I carry that lineage forward by working with mid-Atlantic wild clays that I dig and process by hand. These clays—dug from riverbanks, hillsides, and construction sites—bring the land into the work and embed a sense of place into each form. I use locally sourced glaze materials like wood ash, feldspar, and crushed rock. These choices are intentional: they reduce reliance on extractive industrial systems and root my practice in principles of deep ecology. My firing processes—both oxidation and reduction—include opportunities for wood firing, which I approach as a communal act of labor and fellowship.
My practice moves between function and sculpture, utility and symbolism. Whether it’s a mug or a vessel-figure, I’m always thinking about how form can speak to cultural memory, migration, and survival. One such work—a figurative ceramic vessel titled Diosa Guerrera ("Seguimos Aqui")—was born from grief and defiance of increasing anti-immigrant, nativist rhetoric in the United States. The diosa is a warrior vessel: her body is a container, her stance declarative, her presence unyielding. Drawing from the tradition of female effigy vessels found across pre-Columbian cultures, she embodies ancestral power, diasporic resilience, and the sacred role of women as carriers of lineage. Through her, I sought to reclaim and reassert immigrant presence as essential to the American story.

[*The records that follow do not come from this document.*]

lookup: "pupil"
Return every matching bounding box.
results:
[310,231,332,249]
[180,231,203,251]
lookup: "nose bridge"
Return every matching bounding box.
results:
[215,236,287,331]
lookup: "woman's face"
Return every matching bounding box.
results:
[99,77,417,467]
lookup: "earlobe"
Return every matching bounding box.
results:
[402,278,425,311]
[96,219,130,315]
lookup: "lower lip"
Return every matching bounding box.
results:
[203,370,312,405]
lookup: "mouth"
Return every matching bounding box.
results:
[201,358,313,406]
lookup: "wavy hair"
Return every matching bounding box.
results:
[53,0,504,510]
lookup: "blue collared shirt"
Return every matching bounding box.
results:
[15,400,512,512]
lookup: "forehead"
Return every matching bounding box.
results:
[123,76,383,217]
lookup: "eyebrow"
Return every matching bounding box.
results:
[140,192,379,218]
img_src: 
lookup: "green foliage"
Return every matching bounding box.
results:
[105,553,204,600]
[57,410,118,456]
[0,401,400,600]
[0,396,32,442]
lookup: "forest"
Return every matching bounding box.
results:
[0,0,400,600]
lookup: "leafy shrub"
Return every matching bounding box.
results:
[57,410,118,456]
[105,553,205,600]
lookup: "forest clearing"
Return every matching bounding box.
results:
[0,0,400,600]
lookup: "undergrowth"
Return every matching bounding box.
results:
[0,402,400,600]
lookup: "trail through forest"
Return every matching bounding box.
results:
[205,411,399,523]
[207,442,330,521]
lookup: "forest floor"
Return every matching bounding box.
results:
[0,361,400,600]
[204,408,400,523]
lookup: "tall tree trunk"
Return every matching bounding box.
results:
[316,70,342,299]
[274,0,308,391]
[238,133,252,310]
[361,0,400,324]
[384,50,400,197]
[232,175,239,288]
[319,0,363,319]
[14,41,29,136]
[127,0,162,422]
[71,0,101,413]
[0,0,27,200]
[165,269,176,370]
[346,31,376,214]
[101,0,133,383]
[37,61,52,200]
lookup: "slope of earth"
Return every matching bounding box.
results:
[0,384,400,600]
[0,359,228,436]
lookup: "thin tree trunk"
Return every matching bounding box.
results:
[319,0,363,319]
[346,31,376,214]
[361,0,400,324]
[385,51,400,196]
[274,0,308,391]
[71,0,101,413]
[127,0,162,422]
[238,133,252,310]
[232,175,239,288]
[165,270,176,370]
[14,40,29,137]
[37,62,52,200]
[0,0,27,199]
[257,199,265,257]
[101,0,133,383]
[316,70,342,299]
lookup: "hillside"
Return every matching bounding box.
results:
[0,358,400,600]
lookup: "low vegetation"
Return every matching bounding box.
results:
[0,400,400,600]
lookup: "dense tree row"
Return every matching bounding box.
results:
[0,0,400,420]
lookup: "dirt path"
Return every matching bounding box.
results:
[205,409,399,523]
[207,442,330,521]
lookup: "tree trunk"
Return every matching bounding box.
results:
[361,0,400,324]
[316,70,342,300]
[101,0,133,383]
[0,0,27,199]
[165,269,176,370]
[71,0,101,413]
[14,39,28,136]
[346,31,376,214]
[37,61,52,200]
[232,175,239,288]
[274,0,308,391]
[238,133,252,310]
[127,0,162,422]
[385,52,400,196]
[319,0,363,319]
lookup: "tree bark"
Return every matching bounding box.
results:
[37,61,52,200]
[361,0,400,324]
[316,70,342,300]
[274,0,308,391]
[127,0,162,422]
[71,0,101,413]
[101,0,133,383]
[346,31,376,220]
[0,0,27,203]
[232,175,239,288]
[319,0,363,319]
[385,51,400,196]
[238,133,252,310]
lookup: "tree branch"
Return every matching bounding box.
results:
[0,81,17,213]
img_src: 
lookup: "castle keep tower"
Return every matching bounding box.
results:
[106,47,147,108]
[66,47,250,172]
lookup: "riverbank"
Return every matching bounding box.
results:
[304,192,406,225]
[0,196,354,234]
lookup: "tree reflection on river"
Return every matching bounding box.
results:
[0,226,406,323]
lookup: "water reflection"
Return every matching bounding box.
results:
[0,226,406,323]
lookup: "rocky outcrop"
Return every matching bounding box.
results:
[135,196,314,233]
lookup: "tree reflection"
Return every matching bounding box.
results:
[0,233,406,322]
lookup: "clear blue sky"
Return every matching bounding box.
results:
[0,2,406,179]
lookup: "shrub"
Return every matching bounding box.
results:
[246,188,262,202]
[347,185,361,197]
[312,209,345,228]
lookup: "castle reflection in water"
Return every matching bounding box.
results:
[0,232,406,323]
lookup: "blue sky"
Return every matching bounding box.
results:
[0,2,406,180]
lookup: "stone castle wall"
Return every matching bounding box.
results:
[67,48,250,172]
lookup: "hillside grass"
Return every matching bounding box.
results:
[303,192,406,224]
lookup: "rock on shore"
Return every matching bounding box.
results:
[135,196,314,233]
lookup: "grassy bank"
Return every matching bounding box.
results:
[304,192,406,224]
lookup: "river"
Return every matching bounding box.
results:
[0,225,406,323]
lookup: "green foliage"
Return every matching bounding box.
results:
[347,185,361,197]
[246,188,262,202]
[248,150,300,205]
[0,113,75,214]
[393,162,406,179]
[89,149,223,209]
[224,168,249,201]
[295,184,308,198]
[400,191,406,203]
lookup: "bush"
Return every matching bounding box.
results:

My creative process is intuitive and research-based. I begin with the material—often letting the clay dictate the form—and layer meaning through form, texture, and surface. My training in sociolinguistics and anthropology (Georgetown University, MA; Oberlin College, BA) informs how I understand objects as carriers of meaning. To me, ceramics is a cultural language—materially rich, historically resonant, and deeply personal. Clay is a timekeeper, a storyteller, and a collaborator. I use it to ask questions: What do we inherit? What do we carry forward? What does it mean to belong?